プロローグ
「ねぇ、ともちゃん…一緒にカードゲームしようよ!」
今日、俺――黒園灯輝は高校に晴れて入学し終え、それと同時に幼馴染の何気ないその言葉を掛けられた。その言葉は結果的に俺を救った。
俺は小学・中学ともにスポーツ一筋でゲーム機も何もない今どき珍しい部類の人間だった。そんな中学最後の大会で俺は足に怪我を負い、好きなスポーツを諦めなければならかった。医師から告げられたその言葉は体を動かすことが好きな俺にとってはダメージがデカかったのだ。
なんとかして完治した今もスポーツに取り組んでるかと言えばそういうわけでもない。必死になってやってきた熱がまるで火山から吹き出た溶岩が急激に冷めたように意欲すら出てこなくなってスポーツもしないかと言ってゲームをするわけでもマンガを読むわけでもなく、日課のランニングと勉強以外何もすることがない日々が淡々と過ぎていったのだ。
そのためか高校受験には大して苦労することも無く、合格した。その後も受験前とほぼ変わらない退屈な日々を過ごしていた。
「カードゲームって、遊びだろ?今更やる気にも――」
「そうだね、少し前まではね。でも去年の二月からからマインドスポーツっていうスポーツとして認定されたんだよ、好きでしょ?スポーツ――まぁ、普通のスポーツと比べて滅多に体動かしたりとかしないからそれは違うって言いそうだけど、あはは」
俺はカードゲームが子供の遊び、それも小学生の遊びだと思っていたのだが、その見解で世界を見るにはどうやら世界は狭かったらしい。

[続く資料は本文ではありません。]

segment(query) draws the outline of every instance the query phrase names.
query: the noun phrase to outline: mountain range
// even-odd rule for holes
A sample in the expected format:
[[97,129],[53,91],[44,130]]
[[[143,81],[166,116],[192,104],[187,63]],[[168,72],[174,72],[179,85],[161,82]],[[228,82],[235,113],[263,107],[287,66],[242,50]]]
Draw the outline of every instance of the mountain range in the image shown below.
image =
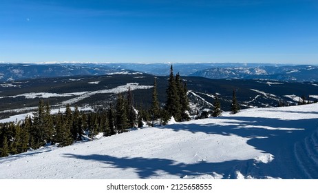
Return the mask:
[[131,71],[166,76],[169,67],[182,76],[209,79],[269,79],[285,81],[317,81],[318,66],[269,63],[0,63],[0,81],[72,76],[105,75]]

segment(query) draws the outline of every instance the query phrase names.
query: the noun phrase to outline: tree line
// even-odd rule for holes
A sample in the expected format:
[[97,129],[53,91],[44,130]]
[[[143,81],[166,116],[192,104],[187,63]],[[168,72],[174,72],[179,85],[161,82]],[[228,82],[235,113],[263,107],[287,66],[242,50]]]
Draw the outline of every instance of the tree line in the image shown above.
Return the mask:
[[167,89],[166,103],[160,104],[154,80],[151,109],[136,108],[134,94],[129,88],[119,93],[115,103],[98,112],[73,110],[67,105],[64,112],[51,113],[49,103],[40,100],[32,116],[17,123],[0,123],[0,156],[37,149],[45,145],[64,147],[74,141],[93,140],[100,132],[105,136],[142,127],[145,123],[165,125],[173,116],[177,121],[190,119],[187,84],[179,74],[173,75],[172,65]]

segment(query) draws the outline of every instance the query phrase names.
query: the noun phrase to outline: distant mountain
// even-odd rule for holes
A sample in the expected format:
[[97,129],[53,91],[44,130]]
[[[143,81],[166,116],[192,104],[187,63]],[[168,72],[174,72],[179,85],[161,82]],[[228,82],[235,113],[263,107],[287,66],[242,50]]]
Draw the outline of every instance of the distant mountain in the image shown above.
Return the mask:
[[277,81],[318,81],[318,66],[275,65],[271,63],[0,63],[0,82],[36,78],[106,75],[109,73],[141,72],[167,76],[170,65],[181,76],[209,79],[270,79]]
[[318,66],[287,65],[221,68],[197,71],[189,76],[209,79],[270,79],[277,81],[317,81]]
[[[76,76],[34,79],[0,83],[0,114],[13,109],[36,107],[39,99],[47,100],[59,108],[69,103],[78,106],[103,107],[114,100],[117,93],[133,90],[137,106],[149,108],[155,76],[140,72],[109,73],[103,76]],[[166,100],[168,77],[156,76],[158,99],[162,105]],[[266,80],[210,79],[182,77],[189,89],[191,113],[213,108],[215,96],[221,101],[222,109],[229,110],[233,90],[236,90],[241,108],[275,107],[279,102],[296,104],[300,97],[318,99],[318,83]],[[1,115],[1,114],[0,114]]]
[[0,81],[22,79],[64,77],[72,76],[105,75],[125,72],[122,68],[97,63],[0,63]]

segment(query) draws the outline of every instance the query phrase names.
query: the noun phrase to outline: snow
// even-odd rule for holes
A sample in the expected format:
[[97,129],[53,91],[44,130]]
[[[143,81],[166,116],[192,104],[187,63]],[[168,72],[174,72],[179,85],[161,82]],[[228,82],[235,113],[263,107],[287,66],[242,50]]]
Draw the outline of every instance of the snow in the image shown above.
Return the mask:
[[[315,98],[315,95],[310,95],[312,98]],[[295,101],[295,102],[299,102],[299,101],[302,101],[303,99],[299,97],[299,96],[297,96],[295,94],[291,94],[291,95],[284,95],[284,96],[285,97],[287,97],[287,98],[289,98],[290,99],[292,99],[293,101]],[[310,101],[306,101],[305,100],[305,102],[311,102]]]
[[89,84],[99,84],[100,81],[95,81],[95,82],[89,82]]
[[269,86],[272,86],[272,84],[284,84],[284,83],[269,82],[269,81],[267,81],[266,83],[268,84]]
[[12,83],[3,83],[0,84],[1,87],[17,87],[16,85],[13,85]]
[[[27,110],[27,109],[36,110],[37,109],[37,107],[25,108],[25,110]],[[70,109],[71,110],[74,111],[75,110],[75,108],[71,107]],[[78,108],[78,110],[80,111],[88,111],[88,110],[92,110],[92,108],[91,107]],[[59,108],[59,109],[53,109],[51,110],[51,114],[57,114],[59,111],[63,113],[66,111],[66,108]],[[17,110],[17,112],[19,112],[19,110]],[[33,117],[33,113],[34,112],[32,112],[19,114],[17,115],[12,115],[12,116],[10,116],[9,118],[1,119],[0,123],[18,122],[18,121],[24,120],[26,117],[30,117],[30,116]]]
[[106,94],[106,93],[114,93],[118,94],[123,92],[127,92],[128,88],[130,88],[131,90],[139,90],[139,89],[150,89],[153,88],[152,85],[140,85],[138,83],[127,83],[124,85],[120,85],[112,89],[100,90],[92,92],[86,92],[83,94],[81,94],[79,96],[73,98],[72,99],[62,102],[62,104],[72,104],[81,101],[84,99],[90,97],[96,94]]
[[309,98],[314,98],[318,99],[318,95],[309,95]]
[[0,179],[318,179],[318,104],[99,136],[0,159]]
[[[123,69],[122,69],[123,70]],[[125,74],[125,75],[132,75],[132,74],[142,74],[142,72],[129,72],[128,71],[117,72],[108,73],[108,75],[114,75],[114,74]]]
[[36,98],[41,98],[41,99],[48,99],[51,97],[65,97],[65,96],[81,96],[87,93],[87,92],[72,92],[72,93],[50,93],[50,92],[30,92],[30,93],[23,93],[18,95],[14,96],[1,96],[0,99],[2,98],[17,98],[19,96],[24,96],[25,99],[36,99]]

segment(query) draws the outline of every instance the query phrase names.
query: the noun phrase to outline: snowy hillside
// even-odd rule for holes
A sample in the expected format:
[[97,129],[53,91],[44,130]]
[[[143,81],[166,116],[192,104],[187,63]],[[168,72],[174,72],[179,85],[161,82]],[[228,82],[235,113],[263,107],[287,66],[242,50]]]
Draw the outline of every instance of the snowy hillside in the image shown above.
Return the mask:
[[0,179],[318,179],[318,104],[242,110],[0,159]]

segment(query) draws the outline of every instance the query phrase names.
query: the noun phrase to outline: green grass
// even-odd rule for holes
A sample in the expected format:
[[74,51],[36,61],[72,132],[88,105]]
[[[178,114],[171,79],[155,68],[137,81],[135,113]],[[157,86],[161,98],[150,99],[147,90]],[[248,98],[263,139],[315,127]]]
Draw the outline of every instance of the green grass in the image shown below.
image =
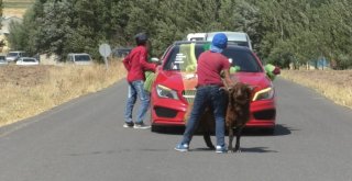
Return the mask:
[[3,8],[16,8],[26,9],[32,5],[34,0],[6,0],[3,1]]

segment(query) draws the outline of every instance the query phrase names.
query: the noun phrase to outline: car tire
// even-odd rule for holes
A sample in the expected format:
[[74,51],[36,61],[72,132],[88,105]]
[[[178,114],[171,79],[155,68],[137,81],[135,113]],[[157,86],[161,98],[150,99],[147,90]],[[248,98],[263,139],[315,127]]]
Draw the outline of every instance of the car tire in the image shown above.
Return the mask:
[[271,128],[263,128],[262,133],[264,135],[275,135],[275,127],[271,127]]

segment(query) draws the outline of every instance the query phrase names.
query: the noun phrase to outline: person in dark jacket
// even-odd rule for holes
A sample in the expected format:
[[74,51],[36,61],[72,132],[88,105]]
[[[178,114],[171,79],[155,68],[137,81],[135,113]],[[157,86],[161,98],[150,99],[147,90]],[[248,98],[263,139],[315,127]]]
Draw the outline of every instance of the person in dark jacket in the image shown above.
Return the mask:
[[199,116],[205,112],[207,105],[211,105],[216,120],[216,152],[227,152],[224,143],[224,112],[227,105],[224,90],[221,88],[224,84],[220,76],[220,72],[224,71],[226,86],[230,87],[233,84],[229,70],[231,65],[229,59],[221,54],[227,45],[228,37],[226,34],[218,33],[211,42],[210,50],[199,55],[197,63],[197,93],[183,140],[175,147],[178,151],[188,150],[189,143],[199,122]]
[[[139,33],[135,36],[136,47],[123,59],[123,65],[128,70],[127,80],[129,82],[129,95],[124,111],[123,127],[150,128],[143,120],[150,105],[150,94],[144,90],[145,71],[155,72],[155,64],[147,63],[147,36],[145,33]],[[136,121],[132,120],[132,111],[136,99],[140,98],[141,105],[138,112]]]

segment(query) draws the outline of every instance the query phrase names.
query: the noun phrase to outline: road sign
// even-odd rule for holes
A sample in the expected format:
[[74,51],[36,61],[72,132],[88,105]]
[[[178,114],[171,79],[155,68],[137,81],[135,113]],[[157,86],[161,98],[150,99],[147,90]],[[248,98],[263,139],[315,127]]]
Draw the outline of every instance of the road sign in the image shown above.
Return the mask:
[[110,45],[108,45],[108,44],[101,44],[101,45],[99,46],[99,53],[100,53],[101,56],[108,57],[108,56],[111,54]]

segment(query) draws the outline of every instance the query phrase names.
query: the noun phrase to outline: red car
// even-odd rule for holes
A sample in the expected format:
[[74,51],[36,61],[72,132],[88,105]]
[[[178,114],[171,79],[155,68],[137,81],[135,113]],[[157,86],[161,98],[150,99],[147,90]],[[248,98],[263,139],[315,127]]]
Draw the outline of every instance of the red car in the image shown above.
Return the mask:
[[[162,57],[151,94],[152,131],[163,126],[184,126],[184,115],[189,102],[194,101],[198,56],[209,49],[209,42],[176,42]],[[232,78],[251,84],[251,120],[248,127],[275,128],[275,90],[261,60],[246,47],[229,44],[222,52],[229,58]]]

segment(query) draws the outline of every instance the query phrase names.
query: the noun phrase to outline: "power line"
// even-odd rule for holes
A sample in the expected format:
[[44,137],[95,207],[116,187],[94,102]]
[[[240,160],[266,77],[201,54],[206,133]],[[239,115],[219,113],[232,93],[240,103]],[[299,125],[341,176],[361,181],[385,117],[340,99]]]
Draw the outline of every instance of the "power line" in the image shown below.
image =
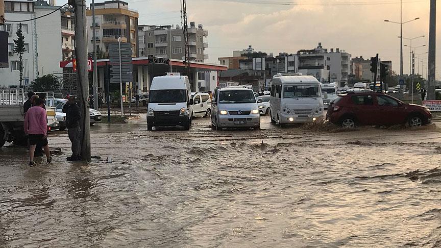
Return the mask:
[[60,6],[60,8],[57,9],[56,10],[54,10],[54,11],[52,11],[52,12],[51,12],[51,13],[48,13],[47,14],[46,14],[45,15],[42,15],[41,16],[38,16],[38,17],[36,17],[36,18],[33,18],[32,19],[28,19],[28,20],[6,20],[5,21],[5,22],[25,22],[25,21],[31,21],[31,20],[36,20],[36,19],[40,19],[40,18],[42,18],[42,17],[45,17],[45,16],[47,16],[48,15],[50,15],[50,14],[53,14],[53,13],[56,12],[57,11],[60,10],[60,9],[61,9],[62,8],[63,8],[63,7],[64,7],[64,6],[66,6],[66,5],[67,5],[67,3],[64,4],[64,5],[63,5],[63,6]]
[[[373,2],[373,1],[359,1],[353,2],[341,2],[341,3],[296,3],[294,2],[275,2],[268,0],[216,0],[218,1],[238,3],[241,4],[262,4],[268,5],[285,5],[285,6],[362,6],[362,5],[384,5],[392,4],[400,4],[400,2],[396,0],[392,2]],[[403,2],[403,4],[427,2],[429,0],[409,0]]]

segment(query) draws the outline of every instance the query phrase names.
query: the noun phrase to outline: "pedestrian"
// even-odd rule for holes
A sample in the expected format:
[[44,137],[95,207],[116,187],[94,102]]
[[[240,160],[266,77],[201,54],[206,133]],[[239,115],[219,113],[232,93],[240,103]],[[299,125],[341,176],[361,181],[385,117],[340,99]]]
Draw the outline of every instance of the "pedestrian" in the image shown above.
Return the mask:
[[135,96],[135,102],[136,102],[136,107],[138,108],[139,107],[139,95],[136,94],[136,95]]
[[69,161],[80,160],[81,159],[80,156],[81,145],[80,143],[81,131],[80,120],[81,113],[75,96],[70,96],[69,97],[69,101],[63,107],[63,113],[66,113],[66,127],[67,128],[69,139],[72,143],[72,156],[66,159]]
[[[35,93],[32,91],[28,92],[28,100],[23,104],[23,113],[25,114],[28,112],[28,110],[32,107],[32,100],[31,98],[34,95],[35,95]],[[34,97],[34,99],[35,100],[35,98]]]
[[37,145],[44,149],[48,164],[52,162],[47,143],[47,127],[46,110],[43,108],[43,100],[35,99],[35,106],[30,108],[24,116],[24,133],[29,135],[29,166],[35,166],[34,153]]

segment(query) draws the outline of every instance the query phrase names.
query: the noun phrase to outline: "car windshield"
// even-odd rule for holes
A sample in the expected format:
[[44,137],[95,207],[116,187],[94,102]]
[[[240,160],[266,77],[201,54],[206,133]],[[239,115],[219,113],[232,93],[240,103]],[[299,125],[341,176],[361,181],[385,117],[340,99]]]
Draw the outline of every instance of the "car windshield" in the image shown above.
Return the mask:
[[264,103],[266,103],[267,102],[270,102],[270,98],[271,98],[271,96],[259,96],[257,97],[257,100],[262,99],[262,102]]
[[184,103],[187,102],[185,90],[156,90],[150,91],[151,103]]
[[226,90],[220,91],[219,103],[253,103],[256,97],[251,90]]
[[318,85],[285,85],[283,86],[283,98],[320,96]]
[[335,94],[335,89],[322,89],[322,92],[323,93],[326,92],[328,94]]

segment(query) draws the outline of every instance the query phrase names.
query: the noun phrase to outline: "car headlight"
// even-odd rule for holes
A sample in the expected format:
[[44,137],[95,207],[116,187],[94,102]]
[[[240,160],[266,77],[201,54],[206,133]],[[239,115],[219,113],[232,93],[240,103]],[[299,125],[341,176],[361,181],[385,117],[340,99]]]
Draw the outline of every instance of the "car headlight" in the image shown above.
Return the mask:
[[155,114],[153,112],[153,110],[149,108],[149,110],[147,111],[147,116],[154,116]]

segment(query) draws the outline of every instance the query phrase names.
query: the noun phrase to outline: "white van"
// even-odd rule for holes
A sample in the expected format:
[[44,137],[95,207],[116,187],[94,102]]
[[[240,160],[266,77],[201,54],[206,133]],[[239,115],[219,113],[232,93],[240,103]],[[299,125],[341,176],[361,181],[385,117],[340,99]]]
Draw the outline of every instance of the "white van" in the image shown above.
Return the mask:
[[153,127],[182,126],[190,129],[193,99],[190,82],[180,75],[153,78],[147,111],[147,130]]
[[211,110],[213,129],[260,128],[259,106],[252,89],[242,87],[215,89]]
[[335,83],[322,84],[322,95],[323,98],[323,107],[328,109],[329,104],[337,98],[337,85]]
[[324,118],[320,82],[302,73],[273,78],[270,115],[272,123],[313,122]]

いつの間にかマインドスポーツ――通称『頭脳スポーツ』として発展していた。
去年の冬に認定していたことも初めて知った。周りがカードゲームを始めたという感じではなかったし、暇さえあれば練習しているか走り込んでいるか勉強していた日々だったからテレビとか雑誌とか見てこなかったから知らなかった。携帯も自分のを持ち始めたのは今月からだ。情報源があまりにも少なかった。
「それでやるの?やらないの?」
幼馴染の顔がズームアップして見えた。いや、幼馴染――天城美桜の方から顔を近づけてきたのだ。幼馴染という立場で見慣れているが、俺が傍の人間だったとしてもかなり美人……いや、美少女なので見慣れていなければ今頃赤面して目を逸らしている所だろう。ただ、動揺は流石にした。
「わ、わかった…わかったから顔を離せ、近い」
「前言撤回は?」
「しないから」
「やった!」
満面の笑みで小さくガッツポーズを決めた美桜は今まで以上に輝いて見えた。
「ところでなんのカードゲームをするんだ?色々あるだろ」
「ウィロードっていうカードゲームがマインドスポーツに認定されたきっかけのカードゲームだよ」
「へ、へぇ」
初っ端から俺は追いついて行けなかった。